The Best Caesar™ would make a great single-serving web page. Web pages have these great features, like copyable text and can even be printed out by your parents.
Apps have the benefit of being easily available without an internet connection. Web sites can do this too, of course, but it’s not a commonly known feature. Also, most users of smart phones think in terms of “apps” and web sites. So if you want to reach a mobile-device using audience, an app does make sense. But this app is free. And it’s trivial to search the internet for a caesar salad recipe. So why does this exist?
It’s an ad.
The recipe heavily insists on specific, brand name products. The iPad version admonishes readers to use Grey Poupon® Dijon mustard, because no other mustard will do. I doubt Caesar Cardini used Grey Poupon®. This, along with the Tobasco and Lea & Perrins brand worship made me wonder if the app wasn’t viral marketing for a giant conglomerate that owned all three brands.

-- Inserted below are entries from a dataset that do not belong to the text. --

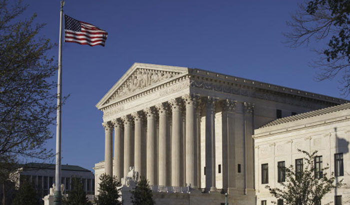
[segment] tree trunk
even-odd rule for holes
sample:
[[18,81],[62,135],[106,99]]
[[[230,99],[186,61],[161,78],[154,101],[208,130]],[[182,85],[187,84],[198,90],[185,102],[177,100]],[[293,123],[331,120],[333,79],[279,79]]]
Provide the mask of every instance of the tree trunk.
[[5,205],[5,183],[2,183],[2,205]]

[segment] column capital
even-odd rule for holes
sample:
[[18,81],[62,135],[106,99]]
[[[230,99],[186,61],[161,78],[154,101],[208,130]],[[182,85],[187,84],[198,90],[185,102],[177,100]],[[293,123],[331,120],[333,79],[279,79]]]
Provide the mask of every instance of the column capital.
[[244,102],[243,103],[243,110],[244,110],[244,114],[252,114],[253,112],[254,109],[254,104]]
[[158,110],[160,114],[162,112],[166,114],[168,112],[168,106],[167,104],[164,102],[160,103],[156,106],[156,108]]
[[223,110],[224,112],[234,112],[236,109],[236,104],[237,102],[236,100],[226,99],[222,102]]
[[180,110],[181,102],[181,100],[179,98],[172,99],[169,101],[169,104],[173,111]]
[[214,110],[216,102],[218,101],[216,98],[208,96],[204,99],[207,108]]
[[128,124],[132,122],[132,118],[130,116],[124,116],[121,118],[122,120],[124,122],[124,124]]
[[114,128],[120,128],[122,126],[123,124],[122,121],[120,118],[112,120],[112,124],[114,126]]
[[136,112],[132,114],[132,116],[134,118],[135,122],[140,122],[144,118],[144,112],[142,111]]
[[144,112],[146,114],[147,118],[153,118],[156,112],[156,110],[154,107],[148,107],[144,110]]
[[112,124],[110,122],[102,122],[102,126],[104,128],[104,130],[109,130],[112,128]]
[[185,104],[187,107],[188,106],[194,106],[196,103],[198,97],[194,94],[186,94],[182,96],[182,98],[184,99]]

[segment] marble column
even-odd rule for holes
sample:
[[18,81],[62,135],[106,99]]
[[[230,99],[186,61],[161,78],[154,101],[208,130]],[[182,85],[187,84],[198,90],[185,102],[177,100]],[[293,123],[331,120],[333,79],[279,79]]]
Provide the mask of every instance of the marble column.
[[124,154],[122,122],[120,119],[112,120],[114,125],[114,176],[120,182],[124,176]]
[[180,177],[180,138],[181,135],[181,108],[178,99],[173,99],[170,102],[172,112],[172,186],[180,186],[182,185]]
[[208,96],[206,106],[206,188],[216,190],[215,162],[215,102]]
[[222,107],[222,188],[236,188],[234,111],[236,102],[226,100]]
[[135,172],[138,172],[140,176],[144,177],[145,174],[144,173],[143,162],[142,161],[143,154],[142,152],[142,142],[143,141],[142,114],[141,112],[136,112],[132,114],[132,118],[134,118],[134,168]]
[[168,154],[166,152],[168,144],[167,138],[167,110],[164,104],[160,104],[156,106],[159,114],[159,140],[158,144],[158,180],[160,186],[166,186],[166,178],[168,178],[167,160]]
[[146,178],[148,180],[150,185],[156,185],[156,124],[155,124],[155,109],[154,108],[147,108],[144,110],[144,112],[147,116],[147,138],[146,165]]
[[197,130],[196,127],[196,98],[184,96],[186,106],[186,184],[185,186],[198,188],[197,178]]
[[132,166],[132,120],[130,116],[122,117],[124,122],[124,177],[128,176],[129,168]]
[[104,168],[105,172],[110,176],[113,174],[113,128],[109,122],[104,122]]
[[197,100],[196,105],[196,128],[197,142],[197,185],[202,188],[202,168],[200,167],[200,122],[202,104],[200,100]]
[[244,184],[245,192],[254,190],[254,164],[253,154],[254,153],[254,144],[252,136],[253,134],[253,110],[254,104],[244,102],[244,150],[245,166]]

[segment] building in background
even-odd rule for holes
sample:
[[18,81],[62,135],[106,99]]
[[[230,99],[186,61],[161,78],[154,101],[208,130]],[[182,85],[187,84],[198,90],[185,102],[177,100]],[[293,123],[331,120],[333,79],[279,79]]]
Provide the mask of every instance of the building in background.
[[[157,204],[220,204],[220,193],[228,192],[230,204],[256,204],[254,129],[346,102],[197,68],[135,63],[96,105],[106,147],[94,168],[95,192],[100,174],[121,180],[134,167]],[[129,204],[128,192],[122,192]]]
[[[278,182],[286,180],[284,167],[302,167],[306,156],[298,149],[309,153],[317,150],[315,167],[320,170],[328,166],[324,170],[328,174],[333,172],[336,181],[350,184],[350,104],[276,120],[256,130],[254,138],[257,204],[276,201],[265,186],[280,186]],[[321,203],[333,202],[335,205],[348,204],[350,188],[336,188]]]
[[[94,194],[94,174],[90,170],[74,165],[62,166],[62,183],[64,184],[65,192],[72,188],[72,178],[80,178],[84,184],[86,194]],[[16,186],[20,186],[24,180],[30,182],[42,197],[49,194],[50,188],[54,184],[55,164],[43,163],[28,163],[24,164],[16,172]],[[18,178],[19,176],[19,178]]]

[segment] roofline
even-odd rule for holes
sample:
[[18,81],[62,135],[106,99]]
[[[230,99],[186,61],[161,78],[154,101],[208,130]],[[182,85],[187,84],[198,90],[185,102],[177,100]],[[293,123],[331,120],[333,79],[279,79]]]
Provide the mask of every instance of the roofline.
[[160,68],[160,70],[166,70],[166,68],[176,68],[178,69],[180,69],[184,72],[187,72],[188,70],[188,68],[186,67],[180,67],[172,66],[166,66],[166,65],[160,65],[156,64],[144,64],[141,62],[134,62],[134,64],[126,70],[126,72],[123,74],[122,77],[116,82],[106,94],[95,105],[95,106],[98,110],[101,110],[102,108],[103,103],[108,100],[111,95],[112,95],[114,91],[119,88],[122,84],[128,78],[130,74],[132,74],[134,70],[136,70],[138,67],[143,67],[142,68],[146,69],[152,69],[152,68]]

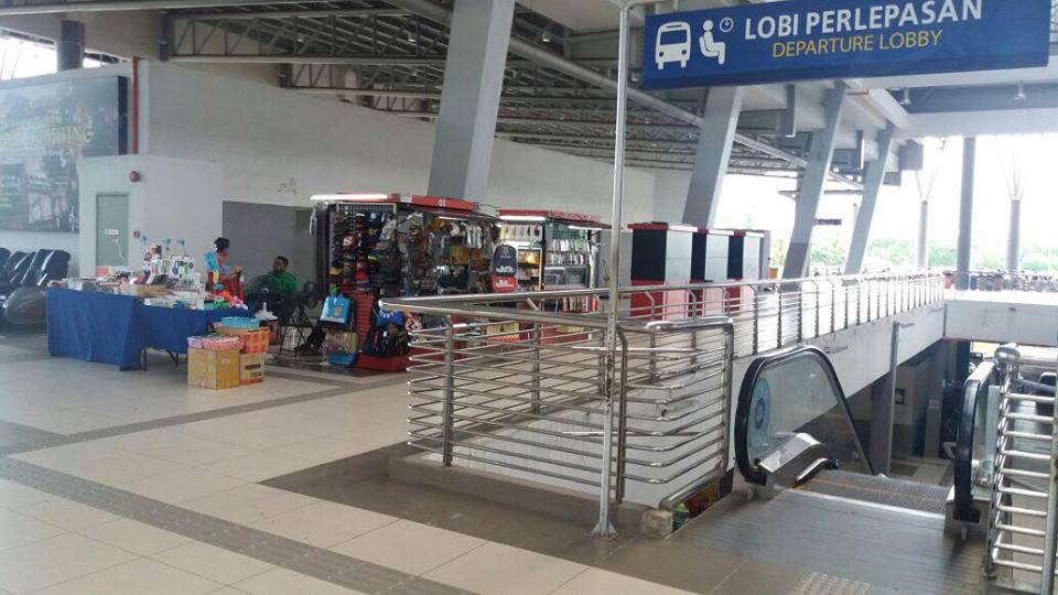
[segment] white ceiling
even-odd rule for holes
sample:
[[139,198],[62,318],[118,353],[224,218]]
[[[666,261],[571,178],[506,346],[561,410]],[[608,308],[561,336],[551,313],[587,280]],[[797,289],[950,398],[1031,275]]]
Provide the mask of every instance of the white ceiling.
[[518,0],[529,10],[577,32],[616,29],[618,0]]

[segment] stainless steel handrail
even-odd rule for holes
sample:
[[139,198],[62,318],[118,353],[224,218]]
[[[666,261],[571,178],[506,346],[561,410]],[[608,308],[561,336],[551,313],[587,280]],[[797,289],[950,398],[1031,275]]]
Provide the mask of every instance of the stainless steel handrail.
[[[1003,345],[995,351],[995,360],[1002,372],[1002,398],[998,405],[998,423],[995,436],[995,473],[992,478],[992,513],[989,518],[989,542],[985,553],[985,573],[996,577],[998,567],[1011,571],[1030,572],[1040,575],[1040,593],[1052,593],[1056,576],[1056,553],[1058,553],[1058,407],[1051,415],[1044,416],[1016,411],[1025,403],[1046,402],[1055,404],[1052,397],[1025,394],[1025,388],[1035,388],[1037,382],[1021,378],[1022,368],[1058,369],[1058,357],[1054,359],[1024,356],[1016,345]],[[1048,387],[1050,388],[1050,387]],[[1018,429],[1017,424],[1029,423],[1030,428],[1048,426],[1048,433],[1039,430]],[[1029,442],[1044,441],[1050,446],[1050,454],[1026,452],[1015,444],[1016,440]],[[1046,464],[1047,470],[1015,468],[1017,461],[1023,464]],[[1045,485],[1030,480],[1046,480]],[[1014,506],[1013,499],[1022,498],[1024,505]],[[1043,508],[1040,508],[1043,505]],[[1030,522],[1019,522],[1029,519]],[[1040,531],[1029,527],[1045,519],[1045,529]],[[1041,538],[1043,548],[1027,548],[1014,543],[1018,536]],[[1022,556],[1016,560],[1014,556]],[[1025,556],[1039,560],[1038,564],[1028,563]]]
[[[723,475],[736,357],[933,303],[942,281],[845,275],[619,288],[617,302],[598,289],[384,298],[381,306],[428,322],[414,333],[410,444],[445,465],[595,486],[605,529],[628,482],[678,480],[652,500],[671,506]],[[892,298],[897,286],[907,299]],[[571,302],[585,311],[555,312]],[[616,349],[605,342],[607,311],[618,315]]]

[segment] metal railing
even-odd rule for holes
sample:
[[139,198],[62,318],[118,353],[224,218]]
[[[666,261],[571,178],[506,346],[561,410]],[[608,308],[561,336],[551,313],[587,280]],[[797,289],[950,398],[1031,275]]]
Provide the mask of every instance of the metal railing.
[[[953,273],[947,273],[953,280]],[[953,282],[953,281],[952,281]],[[1030,272],[970,271],[970,291],[1029,291],[1037,293],[1058,292],[1058,278],[1052,274]]]
[[1039,593],[1049,594],[1058,538],[1058,408],[1055,388],[1028,379],[1026,372],[1055,371],[1058,357],[1029,357],[1004,345],[995,358],[1002,370],[1002,399],[985,571],[996,578],[997,571],[1006,569],[1011,586],[1017,588],[1034,583],[1026,576],[1039,576]]
[[[439,463],[674,506],[730,459],[733,360],[942,300],[940,275],[384,299],[417,313],[409,444]],[[617,309],[613,365],[605,340]],[[608,370],[613,370],[612,376]]]

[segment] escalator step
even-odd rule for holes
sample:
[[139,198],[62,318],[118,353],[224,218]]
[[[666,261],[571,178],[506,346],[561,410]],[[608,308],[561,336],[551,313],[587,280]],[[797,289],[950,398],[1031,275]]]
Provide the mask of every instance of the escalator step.
[[798,489],[850,500],[943,515],[950,488],[889,477],[827,469]]

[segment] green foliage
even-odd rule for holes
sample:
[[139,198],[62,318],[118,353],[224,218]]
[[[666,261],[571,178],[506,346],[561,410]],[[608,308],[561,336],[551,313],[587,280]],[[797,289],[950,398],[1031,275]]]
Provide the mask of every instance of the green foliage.
[[906,239],[878,238],[867,245],[866,260],[883,267],[908,267],[915,263],[915,247]]

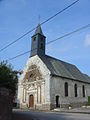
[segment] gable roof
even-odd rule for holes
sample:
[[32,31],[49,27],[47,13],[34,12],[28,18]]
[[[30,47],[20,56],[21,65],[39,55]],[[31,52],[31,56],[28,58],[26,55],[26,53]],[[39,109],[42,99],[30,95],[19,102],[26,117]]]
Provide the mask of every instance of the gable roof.
[[81,71],[75,65],[47,55],[39,57],[45,63],[47,68],[51,71],[52,75],[90,83],[90,78],[88,77],[88,75],[81,73]]

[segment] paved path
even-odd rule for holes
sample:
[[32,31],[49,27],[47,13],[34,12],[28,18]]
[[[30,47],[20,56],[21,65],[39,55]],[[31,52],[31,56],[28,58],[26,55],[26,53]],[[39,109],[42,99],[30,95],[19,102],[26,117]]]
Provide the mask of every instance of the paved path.
[[90,120],[90,114],[15,110],[13,120]]

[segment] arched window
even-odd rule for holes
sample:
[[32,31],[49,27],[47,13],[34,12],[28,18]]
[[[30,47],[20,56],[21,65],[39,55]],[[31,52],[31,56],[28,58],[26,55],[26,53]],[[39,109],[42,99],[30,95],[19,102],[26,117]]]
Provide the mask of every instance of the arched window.
[[82,94],[83,94],[83,97],[85,97],[85,86],[84,85],[82,86]]
[[77,97],[77,84],[74,85],[75,97]]
[[67,97],[68,96],[68,83],[67,82],[65,82],[64,84],[64,89],[65,89],[65,97]]

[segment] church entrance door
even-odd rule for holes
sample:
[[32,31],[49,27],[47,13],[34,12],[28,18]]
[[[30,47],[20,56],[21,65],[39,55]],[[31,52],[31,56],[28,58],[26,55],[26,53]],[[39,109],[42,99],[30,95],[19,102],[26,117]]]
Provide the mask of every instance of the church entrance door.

I think, though, it’s more likely that it’s one of two things.
- An ad for Tyson Caly’s development company – to show off their app skills
- An ad for App Press – mentioned twice on the promotional web site – a tool for making magazine-style app “publications”
Since this ad was advertised itself on the Talk Show, and that’s probably not cheap, I suspect that App Press has reached out to some designers to create apps to create buzz around their product.
App Press looks sort of interesting. It’s a hosted platform for creating publications in “app” form. Just the sort of thing marketing companies would want to churn out marketing in app form.
Although I think it’s a bit unfortunate, I think we are seeing a move away from the web as a distribution medium for content. Apps offer publishers a lot of control and convenient means for charging for content. Those things are possible on the web, but not easy. Also, people expect the web to be free. It sort of makes me wonder if we won’t start seeing the app equivalent of blogs soon. Web sites might only exist for shopping, porn, and advertising apps.